One news report quoted an anonymous Moroccan government official as saying the regime was reacting “to the way Al Jazeera handles the issues of Islamists and Western Sahara.” The 2003 Casablanca bombings prompted a sweeping crackdown on fundamentalist Muslim groups that continues to this day. Western Sahara, a former Spanish colony, was annexed by Morocco in the mid-70s and remains home to a vibrant separatist movement.

Turkey has once again banned YouTube after the site refused to remove footage linked to a political sex scandal. Access to the site had already been blocked since 2008 over videos that made fun of Turkey’s venerated founding father, Mustafa Kemal Ataturk. That ban was lifted just last week, but within days a new 30-month ban was levied over a video showing the country’s main opposition leader Deniz Baykal in a romantic hotel room tryst with a female staffer. Baykal resigned in May over the scandal. Here’s a link to a (safe for work) excerpt from the video in question.

From the self-censorship file, Egypt’s most prominent modern novelist, Alaa Aswany, is working to PREVENT one of his books from being made available in Hebrew. An Israeli research center translated The Yacoubian Building (an excellent read by the way) against Aswany’s will in the interest, they said, of “expanding cultural awareness”. Aswany, like many Egyptian writers and intellectuals, wants no part of what he considers “normalisation” with Israel until there’s a fair resolution to the Palestinian issue. Aswany, by the way, recently announced he was giving up writing his regular column in the independent daily Al-Shorouk. The reason: the government, as part of its ongoing press crackdown, was raiding and shutting down unrelated businesses owned by Shorouk owner Ibrahim Al-Muallem to pressure him to tone down criticisms by Aswany and other columnists. Also worth reading is the Guardian’s always perceptive Brian Whitaker, here he points out one of the ways Egypt’s government controls information: by monopolising statistics.

In Libya, the government has shut down the weekly Oea newspaper. Coverage of the incident in a Qatari newspaper (in Arabic here) pins the ban to a recent editorial that, “claimed that the government had failed to handle the problem of corruption”. The twist: the paper is partially controlled by Said Al-Islam Qaddhafi, son of the Libya’s leader Col. Muammar Qaddhafi. The paper was already banned for six months earlier this year and only resumed normal publication in July.

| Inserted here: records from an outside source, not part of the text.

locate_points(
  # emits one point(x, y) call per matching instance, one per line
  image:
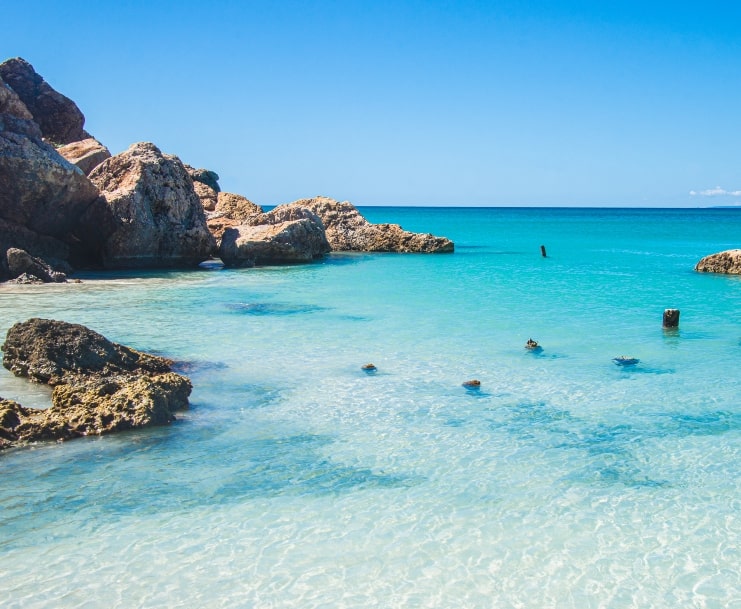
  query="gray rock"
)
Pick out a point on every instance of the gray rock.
point(728, 262)
point(348, 230)
point(58, 116)
point(159, 219)
point(21, 262)
point(86, 154)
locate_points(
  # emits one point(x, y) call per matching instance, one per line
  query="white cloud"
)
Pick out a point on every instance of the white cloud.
point(716, 192)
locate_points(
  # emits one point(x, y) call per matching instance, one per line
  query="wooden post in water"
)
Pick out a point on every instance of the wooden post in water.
point(671, 318)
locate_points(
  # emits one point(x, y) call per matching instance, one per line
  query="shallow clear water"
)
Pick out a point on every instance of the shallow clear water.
point(297, 480)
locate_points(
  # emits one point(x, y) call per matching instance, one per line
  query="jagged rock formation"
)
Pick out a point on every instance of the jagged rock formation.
point(99, 386)
point(231, 211)
point(59, 118)
point(159, 219)
point(283, 235)
point(728, 262)
point(86, 154)
point(348, 230)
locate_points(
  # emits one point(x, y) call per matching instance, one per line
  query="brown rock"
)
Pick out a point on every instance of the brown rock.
point(159, 217)
point(39, 189)
point(10, 103)
point(348, 230)
point(20, 262)
point(49, 351)
point(99, 386)
point(86, 154)
point(58, 116)
point(728, 262)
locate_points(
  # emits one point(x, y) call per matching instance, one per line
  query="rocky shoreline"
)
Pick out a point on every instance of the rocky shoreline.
point(66, 203)
point(99, 386)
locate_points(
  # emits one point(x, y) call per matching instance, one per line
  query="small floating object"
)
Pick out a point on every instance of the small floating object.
point(624, 360)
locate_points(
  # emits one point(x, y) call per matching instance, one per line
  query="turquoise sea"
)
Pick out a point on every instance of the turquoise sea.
point(296, 480)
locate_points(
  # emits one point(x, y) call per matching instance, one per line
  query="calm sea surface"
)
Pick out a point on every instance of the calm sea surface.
point(298, 481)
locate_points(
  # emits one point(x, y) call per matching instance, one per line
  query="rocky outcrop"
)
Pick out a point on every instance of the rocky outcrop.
point(728, 262)
point(86, 154)
point(59, 118)
point(20, 262)
point(39, 189)
point(348, 230)
point(231, 211)
point(204, 176)
point(99, 386)
point(159, 218)
point(286, 235)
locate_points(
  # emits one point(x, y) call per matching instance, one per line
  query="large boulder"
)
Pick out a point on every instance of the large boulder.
point(159, 219)
point(58, 116)
point(20, 262)
point(230, 211)
point(39, 189)
point(348, 230)
point(86, 154)
point(53, 252)
point(54, 352)
point(282, 236)
point(728, 262)
point(99, 386)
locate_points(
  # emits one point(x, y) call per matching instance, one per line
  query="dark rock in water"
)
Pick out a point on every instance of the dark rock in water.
point(21, 263)
point(99, 386)
point(52, 352)
point(159, 219)
point(58, 116)
point(727, 262)
point(284, 235)
point(348, 230)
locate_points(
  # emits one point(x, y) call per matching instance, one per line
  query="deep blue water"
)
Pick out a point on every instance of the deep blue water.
point(298, 480)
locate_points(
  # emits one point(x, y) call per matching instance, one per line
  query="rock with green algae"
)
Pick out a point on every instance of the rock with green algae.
point(100, 387)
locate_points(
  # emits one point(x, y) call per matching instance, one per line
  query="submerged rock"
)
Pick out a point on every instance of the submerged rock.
point(348, 230)
point(159, 219)
point(728, 262)
point(99, 386)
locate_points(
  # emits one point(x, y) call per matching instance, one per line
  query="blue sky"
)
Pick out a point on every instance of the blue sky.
point(594, 103)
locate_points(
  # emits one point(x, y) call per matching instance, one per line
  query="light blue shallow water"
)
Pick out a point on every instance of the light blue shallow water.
point(296, 480)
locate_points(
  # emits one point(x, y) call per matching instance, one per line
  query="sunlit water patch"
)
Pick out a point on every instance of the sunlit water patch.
point(296, 479)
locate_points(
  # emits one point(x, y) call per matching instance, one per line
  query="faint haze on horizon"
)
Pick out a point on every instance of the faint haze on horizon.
point(470, 103)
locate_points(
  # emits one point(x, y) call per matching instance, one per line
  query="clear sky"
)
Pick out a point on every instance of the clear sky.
point(585, 103)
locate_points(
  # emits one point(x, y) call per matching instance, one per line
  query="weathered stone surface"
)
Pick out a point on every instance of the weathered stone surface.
point(204, 176)
point(20, 262)
point(231, 211)
point(287, 235)
point(207, 195)
point(728, 262)
point(53, 251)
point(160, 221)
point(348, 230)
point(86, 154)
point(58, 116)
point(39, 189)
point(99, 386)
point(11, 104)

Courtesy of the +972 blog, here’s a useful guide to the political line of the major Israeli newspapers, for those seeking to unravel the often bewildering complexities of Israeli politics.

In Lebanon, the country’s General Security office censored a five-minute scene from a recent play. The scene in question dealt a little too flippantly with Hizbollah leader Hassan Nasrallah. The play’s Shia writers claim they meant no disrespect to Nasrallah and say they are mystified by the decision. Lebanon is known as a bastion of comparative liberalism in the Middle East, but the General Security office in the Ministry of Interior still has broad powers to ban works of art that could upset the country’s delicate political sensitivities.